Bulking on your Protein?

Protein is another sadly misunderstood macronutrient that usually has the opposite problem of carbohydrates, people tend to think they need more than they do. Many fad diets preach the goodness of seriously reducing or eliminating carbohydrates of any type, and increase protein…increase it to an excessive amount.

Proteins are basically chains on a cellular level and the links of these chains are made up of essential and non-essential amino acids. Protein’s functions include: building and rebuilding muscle, building blocks of DNA, building blocks for tissues, they aid in transport around the body for digestion and metabolism, protein is also really important in terms of feeling full. I recommend to my patient that for snacks and meals there is always healthy carb, and protein. After about an hour to an hour and a half following that snack your carbs as an energy source are going to taper off, but if you added a protein in with that carb that protein will buy you an extra 60-90 minutes beyond that.
Protein is also AWESOMESAUCE in terms of immune support- proteins help build antibodies.
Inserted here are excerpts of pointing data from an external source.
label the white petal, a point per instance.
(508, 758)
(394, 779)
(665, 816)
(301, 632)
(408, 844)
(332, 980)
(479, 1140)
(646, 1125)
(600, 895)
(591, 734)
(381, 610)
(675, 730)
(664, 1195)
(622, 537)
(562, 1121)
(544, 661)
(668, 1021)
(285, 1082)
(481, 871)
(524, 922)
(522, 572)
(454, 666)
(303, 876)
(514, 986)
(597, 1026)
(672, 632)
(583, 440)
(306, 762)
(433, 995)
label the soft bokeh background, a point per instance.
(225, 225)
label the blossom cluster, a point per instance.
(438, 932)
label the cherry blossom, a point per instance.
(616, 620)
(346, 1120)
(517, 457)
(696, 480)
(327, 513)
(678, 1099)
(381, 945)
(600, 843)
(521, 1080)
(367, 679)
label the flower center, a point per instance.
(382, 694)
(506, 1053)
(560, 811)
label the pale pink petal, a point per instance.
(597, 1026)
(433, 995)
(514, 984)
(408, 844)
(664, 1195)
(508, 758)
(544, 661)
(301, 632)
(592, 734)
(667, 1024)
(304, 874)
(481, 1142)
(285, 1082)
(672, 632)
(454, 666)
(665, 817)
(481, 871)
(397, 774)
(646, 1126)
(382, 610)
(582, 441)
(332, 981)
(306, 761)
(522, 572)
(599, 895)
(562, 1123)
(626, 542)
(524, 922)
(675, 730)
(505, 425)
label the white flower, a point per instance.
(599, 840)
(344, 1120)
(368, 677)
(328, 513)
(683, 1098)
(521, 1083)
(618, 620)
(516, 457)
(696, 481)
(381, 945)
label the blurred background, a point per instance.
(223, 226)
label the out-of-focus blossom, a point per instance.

Amino acids are either essential or non-essential essential proteins are proteins are proteins that can’t be made in the body, and therefore they need found in food, and once you find the food-eat the food. Non-essential amino acids can be made in the body, so you don’t need to rely on food to get them.

Then there are plant proteins (protein sources that come from plants), and animal protein sources (yeah protein you get from meat). Animal proteins contain all essential amino acids. You eat piece of chicken, fish, or beef, and you get all your essential amino acids.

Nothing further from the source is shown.